С приветствием, вас помнящий всегда
Знакомый ваш, Сергей Есенин…
— Это я опять… ну, вру, в смысле, я или не вру — насчет Есенина… И всё, больше звонить не буду. Записывайте номер…
Мартов кивнул Ротикову. Тот, поискав в карманах ручку, записал номер в своем блокноте.
— И если до восьми вечера ваша отстойная комиссия не примет по Вовке положительного решения, я лечу на свидание с кактусом…
— Опять кактус, — застонал Семен Алексеевич, — о боже мой… — И с этими словами на весь кабинет тревожно зазвучали короткие гудки.
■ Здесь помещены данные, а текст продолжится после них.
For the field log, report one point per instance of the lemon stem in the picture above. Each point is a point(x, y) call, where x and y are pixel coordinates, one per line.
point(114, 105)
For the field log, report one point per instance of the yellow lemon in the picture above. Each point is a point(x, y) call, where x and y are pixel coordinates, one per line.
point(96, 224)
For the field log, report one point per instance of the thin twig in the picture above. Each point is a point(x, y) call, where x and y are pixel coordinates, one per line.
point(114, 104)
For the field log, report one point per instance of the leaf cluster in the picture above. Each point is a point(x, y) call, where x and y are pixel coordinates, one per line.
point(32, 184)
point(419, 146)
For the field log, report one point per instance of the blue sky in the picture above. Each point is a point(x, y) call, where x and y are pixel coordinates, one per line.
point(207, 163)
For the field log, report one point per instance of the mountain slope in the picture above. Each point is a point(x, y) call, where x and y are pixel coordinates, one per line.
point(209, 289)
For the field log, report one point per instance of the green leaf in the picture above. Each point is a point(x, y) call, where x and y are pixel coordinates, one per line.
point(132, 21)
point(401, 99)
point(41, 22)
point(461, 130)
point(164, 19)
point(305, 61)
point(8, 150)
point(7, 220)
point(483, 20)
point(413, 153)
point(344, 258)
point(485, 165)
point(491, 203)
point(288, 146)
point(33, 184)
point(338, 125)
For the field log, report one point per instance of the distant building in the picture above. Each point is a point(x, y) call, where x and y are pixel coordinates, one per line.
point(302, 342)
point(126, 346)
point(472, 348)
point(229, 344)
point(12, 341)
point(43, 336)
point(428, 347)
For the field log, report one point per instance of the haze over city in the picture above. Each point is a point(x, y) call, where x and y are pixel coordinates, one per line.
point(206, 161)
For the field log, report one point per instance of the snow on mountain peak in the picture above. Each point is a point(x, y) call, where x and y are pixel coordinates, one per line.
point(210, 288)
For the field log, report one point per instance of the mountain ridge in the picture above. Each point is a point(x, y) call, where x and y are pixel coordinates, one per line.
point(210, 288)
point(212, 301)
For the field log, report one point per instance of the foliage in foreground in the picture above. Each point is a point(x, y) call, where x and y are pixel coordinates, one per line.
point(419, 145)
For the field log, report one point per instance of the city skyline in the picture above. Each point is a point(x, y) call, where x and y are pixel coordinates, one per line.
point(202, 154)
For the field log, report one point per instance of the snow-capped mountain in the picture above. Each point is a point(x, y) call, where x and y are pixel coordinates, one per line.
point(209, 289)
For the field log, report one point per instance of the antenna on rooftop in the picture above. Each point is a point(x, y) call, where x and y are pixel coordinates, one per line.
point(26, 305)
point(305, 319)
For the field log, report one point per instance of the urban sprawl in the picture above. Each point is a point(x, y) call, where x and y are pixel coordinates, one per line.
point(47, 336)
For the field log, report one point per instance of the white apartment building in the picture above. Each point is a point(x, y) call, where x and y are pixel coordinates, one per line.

Долгая, тягостная тишина, повисшая в кабинете, нарушилась горестным вздохом председателя комиссии. Мартов тяжело поднялся со стула и, взяв в руки томик Есенина, подошел к заиндевелому окну:
А по двору метелица
Ковром шелковым стелется,
Но больно холодна.
Воробышки игривые,
Как детки сиротливые,
Прижались у окна.
И дремлют пташки нежные
Под эти вихри снежные
У мёрзлого окна.
И снится им прекрасная,
В улыбках солнца ясная
Красавица весна…
— Да! Вроде уже и не юноша я пылкий, не восемнадцать… А все равно весны хочется, как и птахам этим… — захлопнул книгу Мартов. — Знаете, Елена Александровна, сколько было поэту, когда он эти строки написал. — Сколько? — Четырнадцать! Ровно столько, сколько нашему Сережке Есенину… Не знаю, но, по-моему, чем-то они похожи… — Один вот только прекрасные стихи пишет, а другой нас с вами шантажирует. Действительно похожи… — съехидничал Ротиков. — А если бы его сестренку Шуру, как Серегину Настеньку, — парировал Кактус, — а если бы наркотики да прокурорские сынки, тупые следователи да слепые душой судьи…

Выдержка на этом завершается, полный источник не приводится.